Saturday, August 17, 2013

If Congress has its way, the poor will always be with us

In 2003, Governor Dave Freudenthal appointed me Director of Wyoming’s Department of Family Services. During a press conference announcing the appointment, Wyoming Public Radio news director Bob Beck asked, “What happened to all the people Wyoming removed from the welfare roles?”

Following President Clinton’s 1996 welfare reform, Wyoming reduced the roles of the old “Aid for Families With Dependent Children” program by 90%, winning awards and accolades for this “accomplishment.” Beck wanted to know what happened to these folks.

I didn’t know but promised I’d make a point of finding out. I did. They went to work.

Welfare reform put strict limits on the time a person could receive benefits and also created work requirements. If you weren’t disabled, you had to find a job. Welfare reform promised taxpayers lower welfare roles. It promised welfare recipients the support they needed to find work, feed their families, and find childcare.

The first promise was kept. Families were dispatched from AFDC into the workplace. Welfare reform did little more than create a forced labor supply for employers who wouldn’t pay livable wages. Disproportionately high rates of Wyoming people not only got jobs, often more than one, working for low wages with no benefits.

Food stamps and Medicaid became a subsidy to low wage-paying employers. Right-wingers like Congressman Stephen Fincher of Tennessee quoted the Bible in support of cutting aid for poor workers, “The one who is unwilling to work shall not eat.” That sort of scriptural libel reflects a meanness of spirit rejected everywhere in the Bible. It also conveniently ignores the reality of the world Congress, including our Congressman Cynthia Lummis, created for low income working families.

Lummis first supported a Farm Bill drastically cutting nutrition aid to low-income families saying, “This bill,” Lummis said, “was crafted to save billions for our country and establish long overdue reform to the 1996 welfare and nutrition programs.” The reform she refers to is the reneging on the promise to the poor that if they worked fulltime, they’d at least be able to feed their families. That bill would have cut 20 billion dollars from food aid. It failed mostly because Democrats felt it was too drastic and many Republicans felt it was not drastic enough.

Senate Democrats did the poor no favors when they agreed to cuts of $4.5 billion. The well being of as many as five million people are at stake. The Health Impact Project, a Washington research group, said the cuts would not only affect the ability of low-income households to feed their children, but would also increase poverty.

In the hyper-partisan House of Representatives, the GOP came up with a solution.

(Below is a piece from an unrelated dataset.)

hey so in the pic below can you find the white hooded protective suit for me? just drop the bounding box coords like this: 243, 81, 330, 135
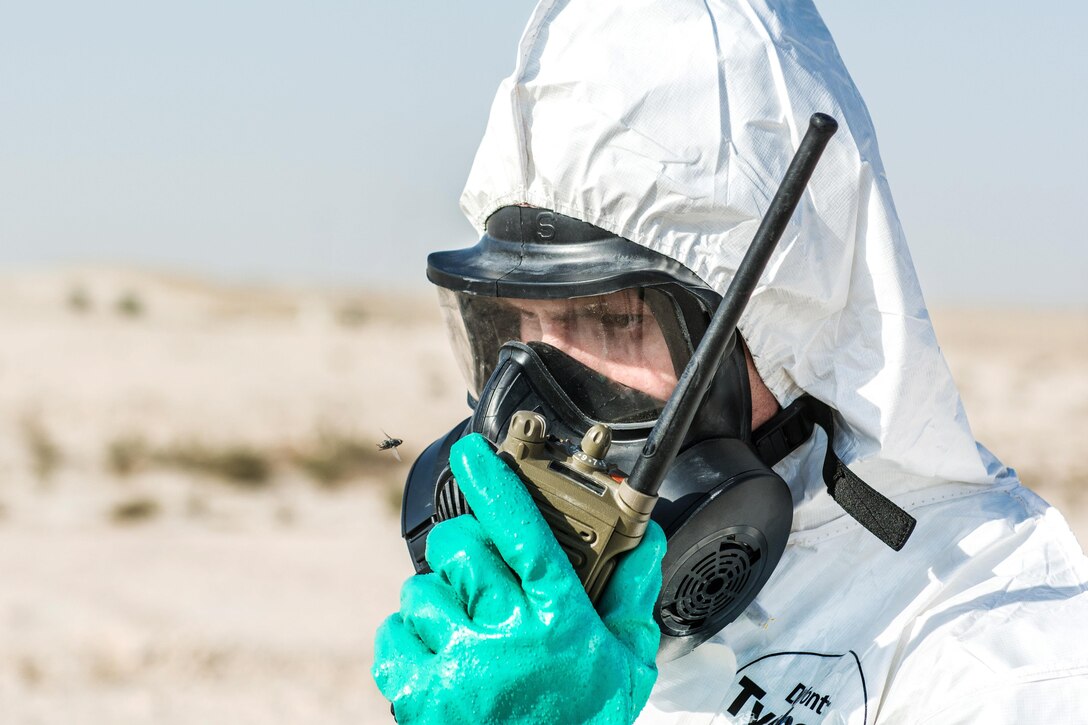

They removed any mention of nutrition programs and passed, on a near straight party line vote, a bill that would make certain agribusiness subsidies continued even if food stamps didn’t. Lummis voted for that strategy.

Now we learn the Bible-quoting-Congressman Fincher received three and a half million dollars in agricultural subsidies. Lummis Livestock, of which our Congressman owns a large interest, received $47,093 in farm subsidies between 1996 and 2002.

The average monthly benefit paid to Lummis’ constituents who are working yet unable to make enough to feed her family is $133.41. A monthly average of Lummis’ subsidy exceeds 400% that amount. Still she insists it’s poor families dooming the federal budget.

This isn’t about rational, balanced approaches to solving the nation’s fiscal problems. This is opportunism. Some politicians have long targeted these programs. Whether it’s the Wyoming legislature trying to impose drug tests on welfare recipients and reject Medicaid expansion for the uninsured, or Lummis and her Washington colleagues’ efforts to reduce nutrition programs and replace Medicare with vouchers, they are using legitimate concerns over the national debt to make political statements about their disdain for the poor.

Mr. Fincher and Ms. Lummis should be made aware of another Bible verse. Deuteronomy 15:11, “You shall open your hand to the needy and the poor.” God wasn’t talking about the back of your hand.